Obviously, the first step is to boil and shell however many eggs you are planning on making. I usually make a minimum of 6 at a time. I have a very nice egg transport container, with little divots for the eggs so they'll be stable, and that will hold 20 half-eggs, so when making them for large groups I'll make a dozen, eat 2 of them, and put the rest into the container for transport! So. Once you have your eggs boiled and shelled, slice them all lengthwise (as shown) and remove the egg yolk and put it into a small mixing bowl. The egg whites go into your egg container to be filled later.

Now, first, add in *roughly* equal parts Miracle Whip and Thousand Islands dressing - not *quite* equal, though, I tend to put in a bit more of the Miracle Whip than the dressing, because I like the tang. How much of each of these, you ask? Well, that depends on the number of eggs, for one thing, so add a bit at a time and MASH everything with a fork. You want the yolks to form a thick paste - on the creamy side of crumbly, and as smooth as you can get it, like really thick icing. When the texture seems pretty good, take a taste to balance the Miracle Whip/dressing ratio, make sure that's good, and then you can start adding your hot sauce and spices. The amount of hot sauce, of course, depends on how spicy you like things and the spiciness of the sauce in question. I have a thing of "Dave's Insanity Sauce" which I've been very slowly working my way through for a while now, because a little goes a LONG way. As far as spices, I'm VERY generous with my Old Bay (being a Maryland Girl at heart). But the cajun spices are also a really good addition and I put those in with a fairly liberal hand as well. And of course, chili powder and pepper for a bit more kick, and you can't make deviled eggs without paprika. All I can say for this bit is just keep mixing and tasting. This time I also happened to have some chives in my fridge, so those turned out to be a really nice addition, but I don't usually have those around.

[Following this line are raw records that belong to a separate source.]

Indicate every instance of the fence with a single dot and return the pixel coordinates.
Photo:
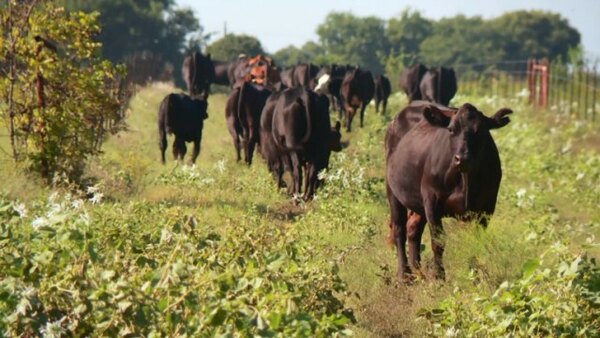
(567, 89)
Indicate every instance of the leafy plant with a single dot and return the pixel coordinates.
(61, 98)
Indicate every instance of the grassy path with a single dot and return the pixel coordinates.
(226, 226)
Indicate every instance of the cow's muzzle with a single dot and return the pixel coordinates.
(461, 162)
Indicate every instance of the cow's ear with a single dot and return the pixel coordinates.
(436, 117)
(500, 119)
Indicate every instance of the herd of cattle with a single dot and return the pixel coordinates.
(440, 161)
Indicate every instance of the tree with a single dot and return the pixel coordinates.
(459, 40)
(151, 36)
(350, 39)
(231, 46)
(406, 33)
(537, 34)
(61, 98)
(291, 55)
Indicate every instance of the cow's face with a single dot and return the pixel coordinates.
(204, 74)
(467, 130)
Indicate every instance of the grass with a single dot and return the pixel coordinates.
(551, 166)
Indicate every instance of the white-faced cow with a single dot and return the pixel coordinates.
(357, 91)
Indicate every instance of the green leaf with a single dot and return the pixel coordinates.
(529, 267)
(217, 317)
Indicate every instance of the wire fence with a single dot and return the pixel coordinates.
(571, 89)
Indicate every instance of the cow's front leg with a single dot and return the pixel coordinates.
(433, 212)
(196, 150)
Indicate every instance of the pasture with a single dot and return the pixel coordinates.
(217, 250)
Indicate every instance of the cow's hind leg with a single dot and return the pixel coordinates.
(398, 234)
(196, 150)
(297, 172)
(363, 106)
(311, 181)
(415, 227)
(249, 146)
(162, 144)
(179, 148)
(384, 106)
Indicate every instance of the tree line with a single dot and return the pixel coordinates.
(131, 27)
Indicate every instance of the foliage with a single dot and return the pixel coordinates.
(410, 38)
(461, 39)
(146, 270)
(406, 33)
(135, 31)
(561, 298)
(534, 34)
(292, 55)
(354, 39)
(231, 46)
(62, 99)
(181, 249)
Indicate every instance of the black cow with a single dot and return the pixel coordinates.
(287, 77)
(222, 72)
(383, 88)
(198, 73)
(302, 74)
(183, 116)
(439, 85)
(302, 135)
(242, 112)
(446, 164)
(357, 91)
(329, 82)
(410, 81)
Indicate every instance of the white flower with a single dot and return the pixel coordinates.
(92, 189)
(85, 218)
(220, 165)
(97, 198)
(76, 204)
(52, 198)
(452, 332)
(20, 209)
(39, 222)
(54, 329)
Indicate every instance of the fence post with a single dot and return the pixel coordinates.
(594, 96)
(587, 88)
(531, 81)
(572, 84)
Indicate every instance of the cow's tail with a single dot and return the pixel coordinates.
(193, 71)
(163, 121)
(240, 113)
(309, 112)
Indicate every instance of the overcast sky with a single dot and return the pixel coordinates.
(280, 23)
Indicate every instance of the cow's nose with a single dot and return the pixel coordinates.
(457, 159)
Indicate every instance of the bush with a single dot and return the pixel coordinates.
(61, 98)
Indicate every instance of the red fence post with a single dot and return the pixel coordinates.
(531, 81)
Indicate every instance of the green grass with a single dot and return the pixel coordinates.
(223, 223)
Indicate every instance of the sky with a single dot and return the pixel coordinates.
(280, 23)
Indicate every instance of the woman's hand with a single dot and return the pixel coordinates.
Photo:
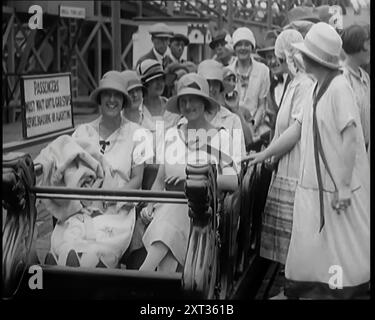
(232, 101)
(174, 180)
(147, 213)
(255, 158)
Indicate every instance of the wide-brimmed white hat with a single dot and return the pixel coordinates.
(241, 34)
(192, 84)
(150, 69)
(322, 44)
(112, 80)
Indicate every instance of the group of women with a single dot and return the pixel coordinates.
(317, 211)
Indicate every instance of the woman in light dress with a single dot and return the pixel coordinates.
(278, 211)
(166, 237)
(100, 232)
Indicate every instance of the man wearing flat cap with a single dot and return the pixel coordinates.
(221, 44)
(177, 46)
(160, 37)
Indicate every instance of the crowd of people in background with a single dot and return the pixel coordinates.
(306, 89)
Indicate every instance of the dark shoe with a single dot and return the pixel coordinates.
(101, 264)
(50, 259)
(72, 259)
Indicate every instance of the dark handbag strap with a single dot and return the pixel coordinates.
(318, 149)
(287, 81)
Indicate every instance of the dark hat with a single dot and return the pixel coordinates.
(180, 37)
(220, 36)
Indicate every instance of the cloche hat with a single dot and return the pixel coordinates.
(131, 80)
(210, 69)
(112, 80)
(322, 44)
(150, 69)
(161, 30)
(243, 33)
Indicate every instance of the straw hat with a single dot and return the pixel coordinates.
(211, 70)
(322, 44)
(150, 69)
(192, 84)
(161, 30)
(284, 41)
(112, 80)
(180, 37)
(243, 33)
(131, 80)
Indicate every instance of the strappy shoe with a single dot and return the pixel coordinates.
(72, 260)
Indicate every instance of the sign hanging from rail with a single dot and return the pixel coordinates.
(72, 12)
(47, 104)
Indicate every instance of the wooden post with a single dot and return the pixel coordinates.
(269, 14)
(116, 35)
(98, 50)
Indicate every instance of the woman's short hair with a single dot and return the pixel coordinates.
(353, 38)
(207, 107)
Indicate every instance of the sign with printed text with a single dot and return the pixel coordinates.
(47, 104)
(72, 12)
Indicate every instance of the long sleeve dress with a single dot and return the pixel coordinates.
(333, 262)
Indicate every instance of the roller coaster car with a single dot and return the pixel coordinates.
(222, 246)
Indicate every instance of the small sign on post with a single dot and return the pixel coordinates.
(72, 12)
(46, 104)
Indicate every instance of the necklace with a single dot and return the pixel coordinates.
(104, 143)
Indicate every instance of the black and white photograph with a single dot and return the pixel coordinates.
(206, 150)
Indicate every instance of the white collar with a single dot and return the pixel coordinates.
(158, 56)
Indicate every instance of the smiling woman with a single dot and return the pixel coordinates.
(95, 234)
(166, 237)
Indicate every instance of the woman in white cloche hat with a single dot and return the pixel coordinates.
(329, 252)
(253, 80)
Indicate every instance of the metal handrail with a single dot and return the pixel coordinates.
(96, 194)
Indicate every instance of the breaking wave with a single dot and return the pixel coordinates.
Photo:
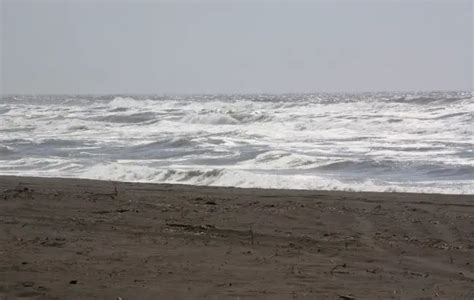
(412, 142)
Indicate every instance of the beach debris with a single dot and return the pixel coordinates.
(344, 265)
(27, 284)
(110, 211)
(347, 297)
(251, 235)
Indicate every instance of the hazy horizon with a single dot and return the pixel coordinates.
(163, 48)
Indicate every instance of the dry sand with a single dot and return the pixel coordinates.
(82, 239)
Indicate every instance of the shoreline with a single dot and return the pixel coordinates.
(68, 238)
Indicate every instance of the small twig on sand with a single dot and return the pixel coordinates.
(251, 235)
(347, 297)
(337, 266)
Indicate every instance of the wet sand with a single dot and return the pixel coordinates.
(83, 239)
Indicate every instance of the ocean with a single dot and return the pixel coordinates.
(404, 142)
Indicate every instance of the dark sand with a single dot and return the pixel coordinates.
(79, 239)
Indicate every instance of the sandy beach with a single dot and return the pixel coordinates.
(84, 239)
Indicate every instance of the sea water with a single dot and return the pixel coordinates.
(412, 142)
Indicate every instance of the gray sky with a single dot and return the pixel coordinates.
(224, 47)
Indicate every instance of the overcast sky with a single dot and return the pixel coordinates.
(244, 47)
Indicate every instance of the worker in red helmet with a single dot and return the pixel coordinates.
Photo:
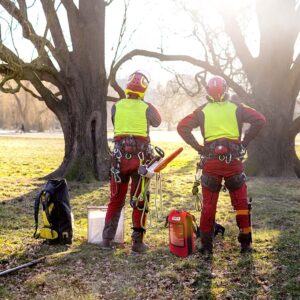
(131, 118)
(220, 121)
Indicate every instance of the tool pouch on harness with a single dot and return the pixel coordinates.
(211, 183)
(234, 182)
(182, 230)
(56, 212)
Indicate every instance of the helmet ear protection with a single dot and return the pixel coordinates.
(217, 89)
(137, 84)
(223, 98)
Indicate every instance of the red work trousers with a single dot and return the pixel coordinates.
(222, 170)
(128, 170)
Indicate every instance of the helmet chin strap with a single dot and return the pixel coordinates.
(223, 98)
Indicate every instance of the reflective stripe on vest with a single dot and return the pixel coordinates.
(220, 121)
(130, 118)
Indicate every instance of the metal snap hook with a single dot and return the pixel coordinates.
(128, 155)
(222, 157)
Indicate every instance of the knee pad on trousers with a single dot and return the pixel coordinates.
(234, 182)
(211, 183)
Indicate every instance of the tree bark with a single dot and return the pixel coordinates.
(82, 112)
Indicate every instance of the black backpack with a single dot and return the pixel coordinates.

Once you're egg-paste is to your satisfaction, you can fill your egg yolks. I would be generous in how much you put in each egg - it's better to have nice fat eggs and just munch on an empty egg white or two than to be skimpy here, I feel. Plus, you've added mass to the egg whites by adding in the Miracle Whip and the dressing, so you should be able to fill most of them. Once that's done, for a dash of color (and a bit more spice) I toss a dash more of Old Bay and paprika (and sometimes the cajun seasoning, or in this batch, chives) over the top as a lovely decorative touch!
Anyways, hopefully this is a useful set of guidelines for deviled eggs. Also hopefully it won't take me forever to update this blog again. I do like writing it, I just got busy and then out of the habit of posting. Ah, well! Such is life. Like I said, I may try to do a few mini-blog entries describing a few of the things that have gone on in my life in the past 6 months in a bit more detail in the future!